Teve inicio as rodadas de negociação conduzidas sob o mandato da COP-15, convocada pela ONU, com vistas a debater e criar regimes internacionais acerca das mudanças climáticas, dando curso às negociações que começaram com a RIO-92, passando pelo Protocolo de Kyoto.

É preciso ter em mente uma enorme obviedade que por vezes é esquecida ou tem sua retumbante realidade de algum modo diminuída. A obviedade que me refiro é o fato que o regime oriundo dessas negociações respeita as condicionantes de qualquer negociação internacional multinacional que é colocar sob o mesmo guarda-chuva os mais diversos e por vezes contraditórios interesses. Por essa natureza todo tratado multilateral representa o padrão mínimo possível, ou seja, ele representa a área de intersecção de todos os interesses em disputa.

A luz disso é de se esperar que todo regime internacional avance a passos lentos, duramente negociados em um processo que constantemente exige compromissos de todas as partes. O que por vezes pode gerar um desconforto em quem espera resultados que sejam uma espécie de salto ou de avanço. Um exemplo prático são as negociações comerciais, em especial o sistema GATT que evoluiu lentamente e em um processo sempre truncado.
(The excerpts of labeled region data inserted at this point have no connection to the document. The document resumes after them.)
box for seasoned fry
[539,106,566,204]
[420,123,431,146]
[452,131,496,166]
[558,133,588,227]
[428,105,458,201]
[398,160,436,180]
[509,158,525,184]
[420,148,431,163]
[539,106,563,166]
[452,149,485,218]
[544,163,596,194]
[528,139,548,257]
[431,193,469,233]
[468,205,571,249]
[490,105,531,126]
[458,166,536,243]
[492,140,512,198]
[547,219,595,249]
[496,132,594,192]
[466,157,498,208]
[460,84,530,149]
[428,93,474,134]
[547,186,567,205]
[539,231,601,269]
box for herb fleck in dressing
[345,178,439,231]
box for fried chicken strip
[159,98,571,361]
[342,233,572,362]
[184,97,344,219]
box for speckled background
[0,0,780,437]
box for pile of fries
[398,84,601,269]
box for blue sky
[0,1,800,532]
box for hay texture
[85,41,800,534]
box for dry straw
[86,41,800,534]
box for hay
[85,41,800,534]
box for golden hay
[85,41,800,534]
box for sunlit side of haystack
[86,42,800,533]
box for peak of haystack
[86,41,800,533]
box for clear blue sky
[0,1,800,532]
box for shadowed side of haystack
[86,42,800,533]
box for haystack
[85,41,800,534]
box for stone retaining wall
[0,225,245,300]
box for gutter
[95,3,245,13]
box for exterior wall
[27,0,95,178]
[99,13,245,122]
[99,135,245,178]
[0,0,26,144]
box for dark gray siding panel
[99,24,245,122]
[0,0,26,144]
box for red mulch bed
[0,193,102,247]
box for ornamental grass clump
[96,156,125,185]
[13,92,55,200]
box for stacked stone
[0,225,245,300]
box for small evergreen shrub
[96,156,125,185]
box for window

Portanto, assim é preciso moderar as esperanças quanto ao resultado dessas rodadas de negociação.

Essa moderação é claro convêm aos que de nós são apenas analistas, por que sem duvida pressionar, usando os meios de comunicação é ferramenta básica de quem defende seus interesses, seja organizações ambientalistas, sejam aqueles que são chamados de “céticos” do aquecimento global. Isso é outra coisa que sempre deve estar clara para quem analisa, são raros os que se manifestam na imprensa que não tenham agendas e isso não é uma crítica, ou acusação de manipulação, afinal se espera que o representante de uma ONG ambientalista apareça em publico para advogar em nome de suas crenças.

Cabe ao analista filtrar isso, filtrar os “talking points” dos interessados e começar a ver e compreender as agendas tanto as claras como as mais escondidas. Causas bonitas como “salvar o planeta” são excelentes candidatos a cavalo-de-Tróia.

Nos últimos meses assistimos uma verdadeira blitzkrieg por parte dos ambientalistas que brilhantemente trabalharam para converter suas causa em um movimento de “Grass roots” usando todo tipo de tática publicitária, assim elevando a pressão e a margem de manobra visando a criar constrangimentos que obriguem aos governos a se comportarem como essas organizações desejam.

As causas ecológicas ganharam espaço e ressonância nas diversas correntes de opinião que compõem as diversas sociedades que são representadas na reunião, contudo é patente que o grau de preocupação dessas causas variam bem como as respostas que são vislumbradas pra lidar com o tema. Ou seja, o tema que era reduto de ambientalistas até algum tempo atrás agora é parte da agenda política e cada lado dos espectros de pensamento e partidário apresentam respostas.

Ainda que grupos ambientalistas apoiados em cientistas (que são ambientalistas em uma maior parte dos casos) queiram monopolizar a miríade possível de respostas não invalida a controvérsia já que não há suficiente consenso para que só uma via de ação seja possível. Isso se reflete de maneira mais palpável no fato de que todos os maiores atores da questão apresentaram propostas distintas com metodologias distintas e aqui vejo atores de maneira ampla incluindo os chamado atores não estatais.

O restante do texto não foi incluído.